Je n'avais aucune attente pour ce livre. Et c'est à peu près ce que j'ai eu. Rien.

Étant un grand fan de cet auteur et ayant lu de lui plus de vingt romans, je considère que ce livre s'adresse uniquement aux amateurs de Philip K. Dick comme moi. Parce que sinon, on peut presque parler d'une arnaque. Avec ce livre, l'éditeur a décidé de nous livrer quelques lettres de K. Dick qui, peut-être, aurait dû rester privée. On n'en apprend pas beaucoup plus sur le sujet, sur la conscience (et l'inconscient) de l'écrivain. Quelques rares lettres sont intéressantes, mais la plupart tombent à plat, et l'on ne sait pas trop si elles sont réelles. Par moment cela devient tellement inintéressant que le grand romancier de science-fiction parle de son auto, de la vaisselle à faire, etc. Ce livre n'est pas vraiment essentiel, vous l'aurez deviné, et à la limite, on pourrait dire que c'est une mauvaise autobiographie, même si cela en est même pas une.

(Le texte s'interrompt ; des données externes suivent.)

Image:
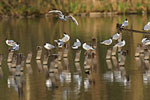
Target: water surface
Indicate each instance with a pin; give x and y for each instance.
(35, 32)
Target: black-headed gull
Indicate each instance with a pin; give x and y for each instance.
(63, 17)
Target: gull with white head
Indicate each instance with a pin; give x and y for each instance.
(63, 17)
(124, 24)
(145, 41)
(66, 38)
(116, 36)
(15, 47)
(10, 42)
(48, 46)
(87, 47)
(76, 44)
(147, 27)
(107, 42)
(120, 44)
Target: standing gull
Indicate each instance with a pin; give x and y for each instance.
(116, 36)
(87, 47)
(66, 38)
(145, 41)
(120, 44)
(76, 44)
(63, 17)
(59, 43)
(15, 47)
(147, 27)
(10, 42)
(124, 24)
(107, 42)
(48, 46)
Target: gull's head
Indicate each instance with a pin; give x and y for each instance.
(49, 12)
(77, 40)
(65, 33)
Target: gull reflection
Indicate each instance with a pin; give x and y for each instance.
(109, 76)
(115, 62)
(29, 68)
(39, 64)
(65, 76)
(146, 74)
(109, 64)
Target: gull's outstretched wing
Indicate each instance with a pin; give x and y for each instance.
(73, 19)
(56, 11)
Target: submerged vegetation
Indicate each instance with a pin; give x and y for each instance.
(40, 7)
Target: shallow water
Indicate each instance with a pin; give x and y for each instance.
(95, 86)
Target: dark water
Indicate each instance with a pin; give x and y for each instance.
(80, 86)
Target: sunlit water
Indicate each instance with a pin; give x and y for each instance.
(103, 83)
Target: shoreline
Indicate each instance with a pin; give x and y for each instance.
(89, 14)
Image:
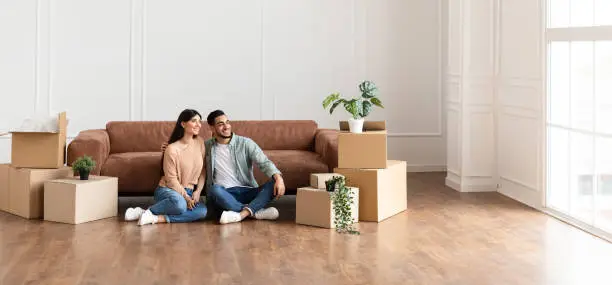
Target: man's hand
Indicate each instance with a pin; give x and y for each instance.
(191, 203)
(196, 197)
(279, 186)
(164, 146)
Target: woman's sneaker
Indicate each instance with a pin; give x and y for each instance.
(133, 214)
(270, 213)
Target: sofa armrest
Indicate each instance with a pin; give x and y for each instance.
(326, 145)
(94, 143)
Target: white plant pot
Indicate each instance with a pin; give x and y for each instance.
(356, 126)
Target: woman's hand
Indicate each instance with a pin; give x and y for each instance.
(195, 198)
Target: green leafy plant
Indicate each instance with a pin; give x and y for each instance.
(84, 164)
(359, 107)
(342, 200)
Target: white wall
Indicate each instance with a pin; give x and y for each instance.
(256, 59)
(521, 100)
(495, 97)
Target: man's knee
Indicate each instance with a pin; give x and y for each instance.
(215, 191)
(201, 212)
(178, 205)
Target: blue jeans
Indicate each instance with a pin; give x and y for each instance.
(171, 204)
(237, 198)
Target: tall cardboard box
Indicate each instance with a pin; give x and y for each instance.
(4, 173)
(26, 186)
(40, 149)
(382, 192)
(76, 201)
(314, 207)
(363, 150)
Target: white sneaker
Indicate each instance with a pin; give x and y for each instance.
(133, 214)
(147, 218)
(270, 213)
(230, 217)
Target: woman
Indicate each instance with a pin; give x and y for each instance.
(177, 198)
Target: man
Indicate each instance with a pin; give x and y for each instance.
(230, 182)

Pourtant la préface entrevoyait de belles choses. Cette préface, écrite par un ami de Phil Dick (comme il le nomme) est fort probablement ce qu'on retrouve de mieux dans le bouquin. En quelques pages, on apprend l'essentiel de l'être unique qu'était l'auteur, et cela aurait été suffisant selon moi.

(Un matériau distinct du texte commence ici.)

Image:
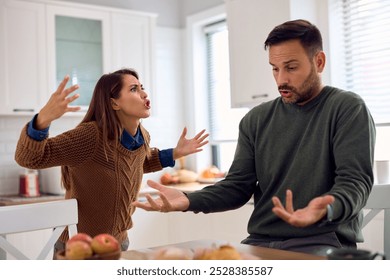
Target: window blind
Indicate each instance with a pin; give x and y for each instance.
(223, 120)
(364, 32)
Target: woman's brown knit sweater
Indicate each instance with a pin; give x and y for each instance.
(103, 182)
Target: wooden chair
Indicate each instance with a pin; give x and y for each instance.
(379, 201)
(55, 215)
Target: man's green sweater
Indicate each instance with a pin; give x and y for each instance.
(323, 147)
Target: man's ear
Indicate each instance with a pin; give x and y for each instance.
(114, 106)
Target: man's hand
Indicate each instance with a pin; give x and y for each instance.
(169, 200)
(312, 213)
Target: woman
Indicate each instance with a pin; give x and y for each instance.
(104, 158)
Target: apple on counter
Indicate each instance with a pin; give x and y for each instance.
(104, 243)
(82, 246)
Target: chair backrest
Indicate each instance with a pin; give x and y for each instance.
(378, 201)
(55, 215)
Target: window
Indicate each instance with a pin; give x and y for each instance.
(223, 120)
(361, 44)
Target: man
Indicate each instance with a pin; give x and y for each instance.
(314, 141)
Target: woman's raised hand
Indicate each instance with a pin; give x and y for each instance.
(189, 146)
(57, 105)
(170, 199)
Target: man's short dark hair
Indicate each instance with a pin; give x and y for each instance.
(302, 30)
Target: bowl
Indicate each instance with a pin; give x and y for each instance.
(107, 256)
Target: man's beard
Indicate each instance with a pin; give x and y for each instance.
(308, 88)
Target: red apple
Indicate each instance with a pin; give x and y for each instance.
(80, 237)
(104, 243)
(78, 250)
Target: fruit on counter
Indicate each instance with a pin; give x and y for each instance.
(104, 243)
(78, 250)
(169, 179)
(82, 246)
(212, 172)
(171, 253)
(80, 237)
(224, 252)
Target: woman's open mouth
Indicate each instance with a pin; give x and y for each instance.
(147, 104)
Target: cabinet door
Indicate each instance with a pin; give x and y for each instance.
(22, 54)
(78, 46)
(133, 45)
(249, 23)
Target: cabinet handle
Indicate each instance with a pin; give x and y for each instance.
(264, 95)
(23, 110)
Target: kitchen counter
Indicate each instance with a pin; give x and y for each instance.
(260, 252)
(7, 200)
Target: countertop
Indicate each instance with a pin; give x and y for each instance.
(260, 252)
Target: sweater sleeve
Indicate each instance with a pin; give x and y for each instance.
(238, 186)
(353, 149)
(152, 162)
(69, 148)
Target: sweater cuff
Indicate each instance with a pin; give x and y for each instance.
(38, 135)
(166, 158)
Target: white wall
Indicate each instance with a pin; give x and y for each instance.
(172, 13)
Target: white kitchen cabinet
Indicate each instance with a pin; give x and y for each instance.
(35, 58)
(79, 45)
(23, 75)
(249, 23)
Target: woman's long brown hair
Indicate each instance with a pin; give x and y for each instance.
(100, 111)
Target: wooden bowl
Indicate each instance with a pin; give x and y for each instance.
(108, 256)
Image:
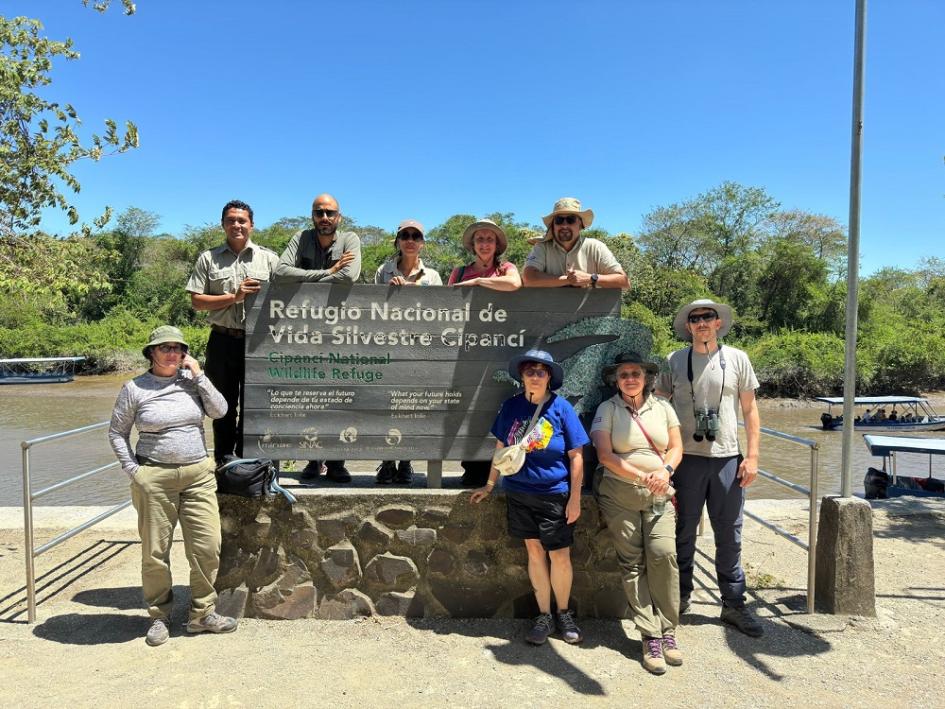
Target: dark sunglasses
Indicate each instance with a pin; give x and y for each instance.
(706, 317)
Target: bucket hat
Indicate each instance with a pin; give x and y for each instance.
(501, 240)
(682, 317)
(541, 357)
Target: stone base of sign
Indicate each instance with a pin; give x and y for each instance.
(845, 582)
(422, 554)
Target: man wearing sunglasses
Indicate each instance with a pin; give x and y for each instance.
(322, 255)
(565, 258)
(705, 382)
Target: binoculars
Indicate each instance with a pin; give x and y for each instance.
(707, 425)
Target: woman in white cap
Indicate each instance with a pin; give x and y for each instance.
(172, 478)
(486, 241)
(639, 445)
(544, 496)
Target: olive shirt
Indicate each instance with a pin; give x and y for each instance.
(220, 271)
(588, 255)
(626, 437)
(305, 260)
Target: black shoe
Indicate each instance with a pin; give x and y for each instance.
(404, 474)
(311, 471)
(338, 473)
(385, 472)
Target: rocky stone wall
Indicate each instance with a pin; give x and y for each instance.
(416, 554)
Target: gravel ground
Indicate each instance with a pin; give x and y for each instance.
(87, 647)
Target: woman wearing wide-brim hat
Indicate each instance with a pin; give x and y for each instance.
(486, 241)
(172, 478)
(639, 445)
(544, 496)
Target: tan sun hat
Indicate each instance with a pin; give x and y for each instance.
(501, 240)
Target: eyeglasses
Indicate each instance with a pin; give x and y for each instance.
(706, 317)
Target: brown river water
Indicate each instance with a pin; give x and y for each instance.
(33, 410)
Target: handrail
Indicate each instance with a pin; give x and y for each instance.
(29, 496)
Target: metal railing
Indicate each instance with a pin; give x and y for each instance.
(29, 496)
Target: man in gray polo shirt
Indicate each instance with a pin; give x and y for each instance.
(323, 255)
(565, 258)
(224, 281)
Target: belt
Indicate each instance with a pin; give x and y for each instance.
(231, 331)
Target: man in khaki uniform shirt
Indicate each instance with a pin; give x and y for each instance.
(565, 258)
(223, 278)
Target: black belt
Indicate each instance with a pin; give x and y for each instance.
(231, 331)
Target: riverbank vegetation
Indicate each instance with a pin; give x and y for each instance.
(782, 270)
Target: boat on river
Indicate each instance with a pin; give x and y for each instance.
(905, 413)
(38, 370)
(885, 483)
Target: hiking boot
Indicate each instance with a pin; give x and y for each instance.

Bref, pour terminer, je lui ai donné la note de passage parce que tout ce que fait cet écrivain me semble important, même quand ce n'est pas le cas. En plus, on voit un Philip K. Dick beaucoup plus vulnérable que ne laisse paraître ses romans. La substance de ce livre est peut-être inventée, irréelle, et c'est cela qui est intéressant avec ce génie des lettres américaines. L'imaginaire s'imbrique dans la réalité, qui elle, est dépassée par la fiction. On est dans l'inconscient autant que dans la conscience désabusée et blessée. Malgré tous les défauts qu'on peut sortir sur ce livre, son auteur parvient encore à nous avoir sur le sens de la réalité. Et pour son oeuvre, je lui dis bravo !

3 commentaires:

  1. Merci pour cette critique
    Apprécient Philip K. Dick j'avais vu ce livre depuis un moment et je me demandais s'il en valait la peine

    RépondreEffacer
  2. Une critique juste, j'avais lu ce livre avec beaucoup de mal mais ma conclusion est la même. Dans le genre dur à lire de l'auteur SIVA c'était pas mal aussi. Je me rappelle avoir lutté pour garder les yeux ouverts.

    Philip K. Dick est un auteur formidable mais certains de ces romans sont vraiment sans intérêt.